Brüssel EU kämpft gegen Plastiktüten

Brüssel · Der Jahresverbrauch von Einwegtüten soll in Europa bis 2025 auf 40 pro Person reduziert werden. EU-Staaten dürfen dafür künftig Steuern erheben - auch Verbote wären möglich. Einige Unternehmen verzichten bereits auf Gratistüten.

Rund 200 Plastiktüten, davon 176 sogenannte Einwegtüten, werden von Europas Bürgern durchschnittlich pro Jahr verbraucht.

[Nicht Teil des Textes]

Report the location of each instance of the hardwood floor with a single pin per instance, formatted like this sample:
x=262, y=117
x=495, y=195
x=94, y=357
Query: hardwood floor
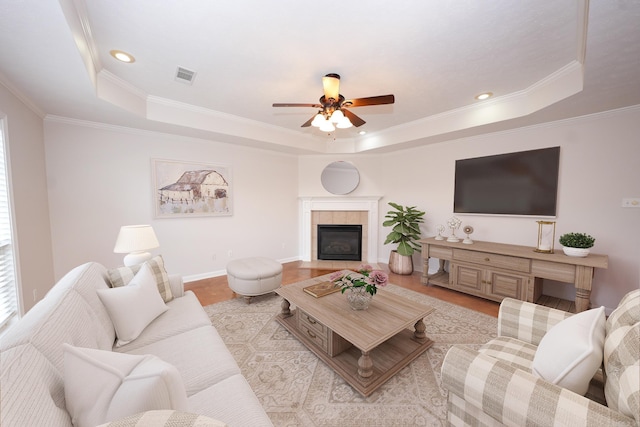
x=216, y=289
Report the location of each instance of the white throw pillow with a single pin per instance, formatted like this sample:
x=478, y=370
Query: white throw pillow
x=101, y=386
x=571, y=352
x=134, y=306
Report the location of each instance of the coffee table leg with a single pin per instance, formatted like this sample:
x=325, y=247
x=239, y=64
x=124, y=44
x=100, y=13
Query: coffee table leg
x=286, y=312
x=419, y=330
x=365, y=365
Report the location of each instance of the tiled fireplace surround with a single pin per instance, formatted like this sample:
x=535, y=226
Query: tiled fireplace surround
x=339, y=210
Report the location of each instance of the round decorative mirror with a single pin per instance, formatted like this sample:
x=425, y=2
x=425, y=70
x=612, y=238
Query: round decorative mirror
x=340, y=178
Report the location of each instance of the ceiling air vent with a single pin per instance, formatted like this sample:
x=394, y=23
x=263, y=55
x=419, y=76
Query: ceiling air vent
x=185, y=76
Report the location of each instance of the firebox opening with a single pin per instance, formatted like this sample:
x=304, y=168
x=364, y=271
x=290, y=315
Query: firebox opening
x=340, y=242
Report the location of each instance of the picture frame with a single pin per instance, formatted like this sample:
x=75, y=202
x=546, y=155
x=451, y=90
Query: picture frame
x=183, y=189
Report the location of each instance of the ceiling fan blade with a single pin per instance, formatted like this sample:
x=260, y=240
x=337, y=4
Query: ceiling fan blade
x=372, y=100
x=290, y=104
x=331, y=86
x=355, y=120
x=308, y=122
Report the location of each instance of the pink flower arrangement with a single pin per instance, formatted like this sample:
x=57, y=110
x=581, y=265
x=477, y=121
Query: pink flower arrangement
x=365, y=277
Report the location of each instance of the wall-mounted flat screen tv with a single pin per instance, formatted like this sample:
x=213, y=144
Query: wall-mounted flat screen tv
x=522, y=183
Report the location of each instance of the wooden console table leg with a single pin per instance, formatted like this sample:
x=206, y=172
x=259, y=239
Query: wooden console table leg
x=285, y=306
x=584, y=278
x=419, y=334
x=365, y=365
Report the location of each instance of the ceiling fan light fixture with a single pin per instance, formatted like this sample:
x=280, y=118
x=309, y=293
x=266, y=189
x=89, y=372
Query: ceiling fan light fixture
x=344, y=123
x=337, y=116
x=327, y=126
x=331, y=85
x=318, y=120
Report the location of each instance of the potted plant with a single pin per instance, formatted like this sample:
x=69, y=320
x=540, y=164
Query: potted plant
x=576, y=244
x=405, y=223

Ein Wert, der bis 2025 drastisch reduziert werden soll. Demnach soll der Jahresverbrauch in den nächsten zehn Jahren auf 40 Tüten pro Person gesenkt werden. Das zumindest sieht eine neue EU-Vorgabe vor, die gestern verabschiedet wurde. Nachdem die Pläne schon seit Längerem von den zuständigen EU-Ministern diskutiert wurden, hat man sich nun endgültig auf verpflichtende Vorgaben geeinigt. Von den neuen Plänen nicht betroffen sind demnach robuste Mehrfachtüten oder extrem dünne Tüten, die beispielsweise für Obst und Gemüse gebraucht werden.

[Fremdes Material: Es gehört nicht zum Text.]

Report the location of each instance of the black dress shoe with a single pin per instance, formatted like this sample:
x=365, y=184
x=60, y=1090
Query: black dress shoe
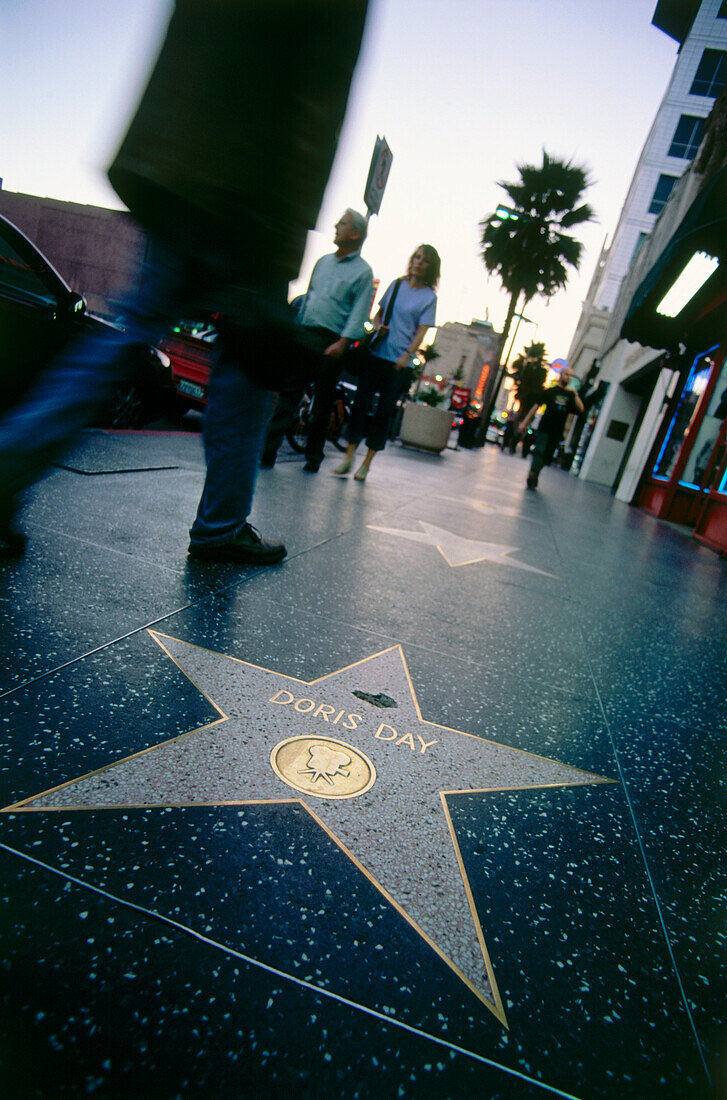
x=12, y=541
x=246, y=548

Wie die Vorgaben durchgesetzt werden, bleibt den Ländern dabei selbst überlassen. Um die Zahl der umweltschädlichen Beutel zu regulieren, dürfen EU-Staaten Einwegtüten künftig besteuern oder sogar verbieten. Zusätzlich werden die Länder dazu angehalten, konkrete Maßnahmen zu erarbeiten, mit dem Ziel, dass zukünftig weniger Einkäufe in Plastiktaschen nach Hause getragen werden.

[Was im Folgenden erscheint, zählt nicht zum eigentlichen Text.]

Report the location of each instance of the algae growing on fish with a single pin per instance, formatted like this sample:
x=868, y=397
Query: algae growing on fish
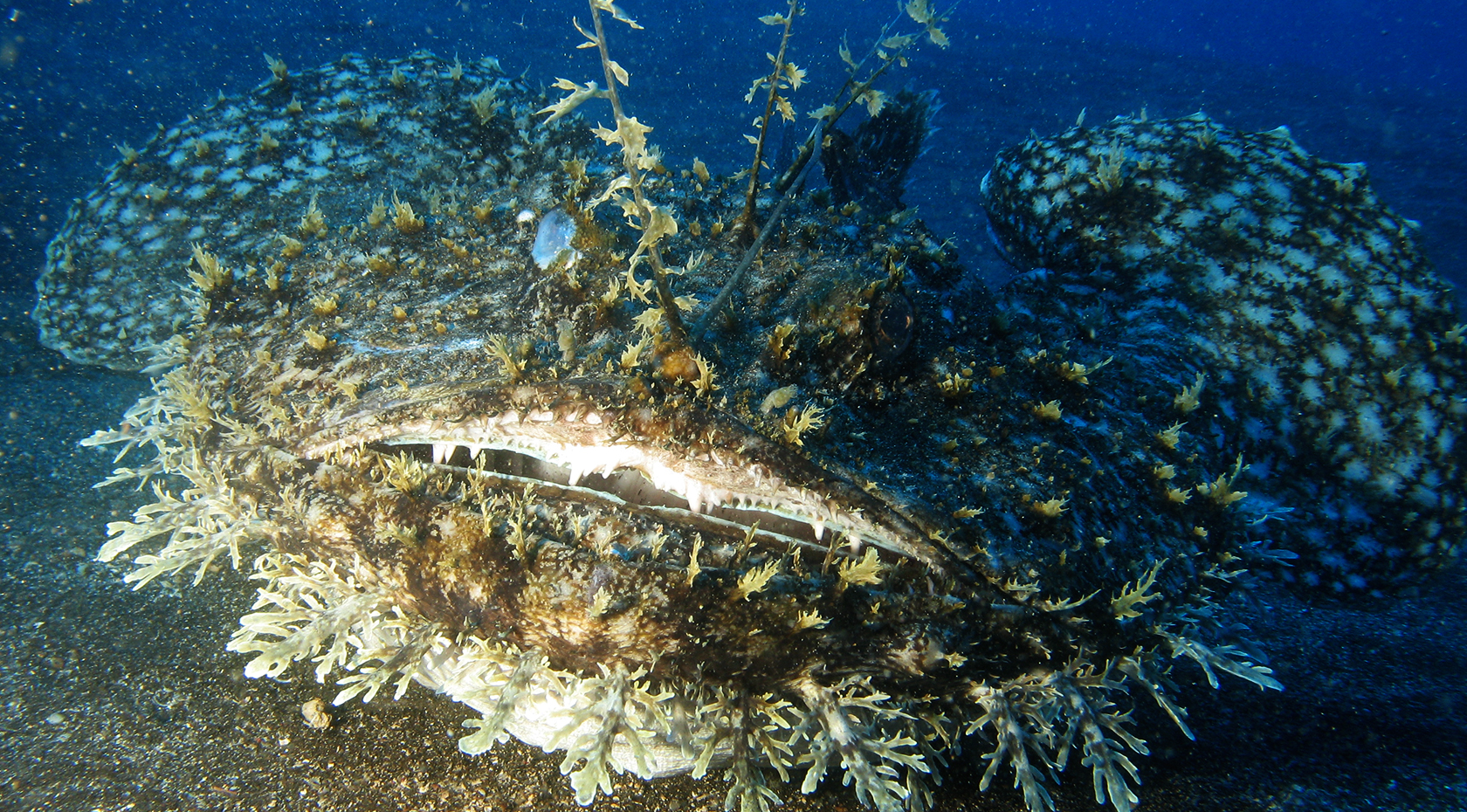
x=835, y=533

Ein mögliches Verbot beträfe unter anderem die Drogeriemarkt-Kette Rossmann. Momentan stellt das Unternehmen noch kostenlose Kosmetikbeutel zur Verfügung, schließlich sei die "Erwartungshaltung der Kunden einfach da", wie Pressesprecher Stephan-Thomas Klose betont. Dennoch ist er überzeugt: "Die Gratistüten werden verschwinden." Obwohl "die Menschen in Deutschland sehr verantwortungsbewusst sind" werde man sich daran gewöhnen müssen.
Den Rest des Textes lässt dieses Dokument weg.